Watch your waistline as you binge-watch (October 11 is World Obesity Day)
By Natalia Ningthoujam
New Delhi, Oct 10 (IANS) On-demand services like Netflix and Amazon Prime Video are leaving no stone unturned to increase their Indian subscriber base. Their library of movies and shows forces you to binge-watch. So do TV channels with their marathons, but don’t let watching shows or movies back-to-back be the reason for your expanding waistline, warn experts.
Excessive screen time is a concern across the world, says Ramen Goel, Senior Bariatric Surgeon and Director, Center of Bariatric and Metabolic Surgery, Wockhardt Hospitals.

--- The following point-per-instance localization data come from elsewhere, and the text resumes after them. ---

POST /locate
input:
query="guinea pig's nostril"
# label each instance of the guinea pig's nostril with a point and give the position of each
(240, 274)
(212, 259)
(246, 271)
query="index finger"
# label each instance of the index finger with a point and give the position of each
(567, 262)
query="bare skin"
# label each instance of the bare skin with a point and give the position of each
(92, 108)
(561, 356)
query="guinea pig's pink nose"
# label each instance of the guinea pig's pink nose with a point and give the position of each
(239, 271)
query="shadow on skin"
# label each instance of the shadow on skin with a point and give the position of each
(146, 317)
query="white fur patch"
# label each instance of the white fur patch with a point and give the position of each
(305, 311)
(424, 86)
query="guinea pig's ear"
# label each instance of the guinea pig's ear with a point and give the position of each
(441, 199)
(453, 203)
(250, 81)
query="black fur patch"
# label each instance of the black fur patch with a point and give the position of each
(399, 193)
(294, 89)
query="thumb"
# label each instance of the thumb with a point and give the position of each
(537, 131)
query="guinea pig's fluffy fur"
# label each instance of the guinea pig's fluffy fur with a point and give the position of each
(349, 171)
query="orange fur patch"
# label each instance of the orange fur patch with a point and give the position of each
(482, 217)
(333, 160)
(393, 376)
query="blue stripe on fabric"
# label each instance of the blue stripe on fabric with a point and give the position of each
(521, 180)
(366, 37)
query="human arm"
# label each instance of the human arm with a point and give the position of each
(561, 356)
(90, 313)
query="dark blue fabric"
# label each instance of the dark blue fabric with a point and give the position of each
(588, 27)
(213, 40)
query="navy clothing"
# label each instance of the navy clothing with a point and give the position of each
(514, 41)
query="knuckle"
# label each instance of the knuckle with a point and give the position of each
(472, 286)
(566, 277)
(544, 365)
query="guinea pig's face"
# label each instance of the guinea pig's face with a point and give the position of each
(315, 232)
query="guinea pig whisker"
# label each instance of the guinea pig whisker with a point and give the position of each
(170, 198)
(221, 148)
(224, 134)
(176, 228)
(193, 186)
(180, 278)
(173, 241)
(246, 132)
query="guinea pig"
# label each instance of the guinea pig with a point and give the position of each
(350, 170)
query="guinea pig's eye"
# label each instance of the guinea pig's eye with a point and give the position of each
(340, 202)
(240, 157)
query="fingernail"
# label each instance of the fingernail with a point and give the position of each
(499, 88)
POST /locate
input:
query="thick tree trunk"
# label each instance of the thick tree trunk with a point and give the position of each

“There are multiple associated health issues with people, especially the younger generation constantly glued to the phone, monitors or TV. It restricts the time for physical activities which are essential for not only physical health but also social health, camaraderie and team-building,” Goel told IANS.
Subconscious eating while watching screen-based programmes is a fact. “It is an accepted contributor to an obesity epidemic,” he said.

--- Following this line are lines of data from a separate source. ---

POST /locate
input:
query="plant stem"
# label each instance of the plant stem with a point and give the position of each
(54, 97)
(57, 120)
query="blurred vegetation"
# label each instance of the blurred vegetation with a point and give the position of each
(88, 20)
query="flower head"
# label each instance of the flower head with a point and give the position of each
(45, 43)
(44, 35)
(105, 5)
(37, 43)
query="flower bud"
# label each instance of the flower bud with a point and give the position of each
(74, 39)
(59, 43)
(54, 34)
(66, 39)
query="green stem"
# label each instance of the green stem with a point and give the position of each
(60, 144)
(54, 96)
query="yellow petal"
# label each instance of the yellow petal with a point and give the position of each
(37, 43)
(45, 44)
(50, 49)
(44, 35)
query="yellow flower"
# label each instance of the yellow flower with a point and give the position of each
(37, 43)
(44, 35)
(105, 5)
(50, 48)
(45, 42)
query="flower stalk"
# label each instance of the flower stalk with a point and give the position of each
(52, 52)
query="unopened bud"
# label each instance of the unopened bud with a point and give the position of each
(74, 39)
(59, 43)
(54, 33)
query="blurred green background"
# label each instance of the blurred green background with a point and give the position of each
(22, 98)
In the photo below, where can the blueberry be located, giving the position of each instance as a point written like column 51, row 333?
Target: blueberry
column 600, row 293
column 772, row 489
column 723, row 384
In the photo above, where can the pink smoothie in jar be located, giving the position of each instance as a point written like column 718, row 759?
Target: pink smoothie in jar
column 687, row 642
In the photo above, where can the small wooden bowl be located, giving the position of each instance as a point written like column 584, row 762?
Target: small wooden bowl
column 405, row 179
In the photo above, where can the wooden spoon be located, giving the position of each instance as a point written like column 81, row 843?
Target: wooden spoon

Sushant Wadhera, Advanced Bariatric and Laparoscopic Surgeon in Venkateshwar Hospital, Dwarka, agrees that sitting idle for long in front of screens lowers the metabolism of the body.
“In fact, your body burns more calories while sleeping than during watching TV. Eating a lot of snacks like potato chips, junk food and consuming aerated drinks while watching TV… These high-calorific foods will make you obese,” he said.
“As you will be losing out on precious sleep, your metabolism will drop further and thus lead to more weight gain,” he added.
Binge-viewing has affected all age groups. From children glued to their cartoon channels to housewives and elderly people watching their unending soaps, binge-watching has become common, feels Swapnil Jain, Endocrinologist, Columbia Asia Hospital, Gurugram.
“Since almost all of the available time is being consumed in front of the screens, the only muscles getting exercise are probably the eyeballs. So, the mismatch of excessive calorie intake and binge-viewing is severely affecting the body metabolism leading to obesity,” added Jain.
The problem doesn’t end with obesity.
“Once they get obesity, they develop diabetes, heart and kidney problems much earlier in their lives. Technology also interferes with sleep,” said Manjunath Malige, Endocrinologist and Diabetologist, Fortis Hospital, Bengaluru.
Sharing a case study, Malige said once a 14-year-old boy became so obese that now he has pre-diabetes.
“The kid was addicted to gadgets. So, he was not involved in any physical activities,” said Malige.
Goel added: “Excessive screen time is believed to distract a person from the realities of life and many live in a make-believe world created by movie producers and game developers.
“It is believed to restrict time for family moments which is likely to result in stressed and disjointed families.”
So what can be done to break the habit?
“Go for a walk or do things that you like doing such as cooking. Spend time with your family or friends. Make sure you do not eat while binge-watching,” said Goel.
As for the younger lot, parents have to play an important role in helping their children get rid of their habit.
“Parents should make the kids understand the importance of physical activity. They should restrict the usage of electronic gadgets and fix the timings for the same so that children do not become addicted to it.
“They should be encouraged to get off the couch and take part in physical activities such as swimming, dancing, jogging or other sports activities,” said Malige.
But that doesn’t mean you force a new sport or activity on your child.
“Instead, let the child pick the kind of physical activity it likes. Block off the fitness time and make sure all other distractions like phones and tablets are put away. This message should also come from the school — they should have more and more sports activities for kids,” he said.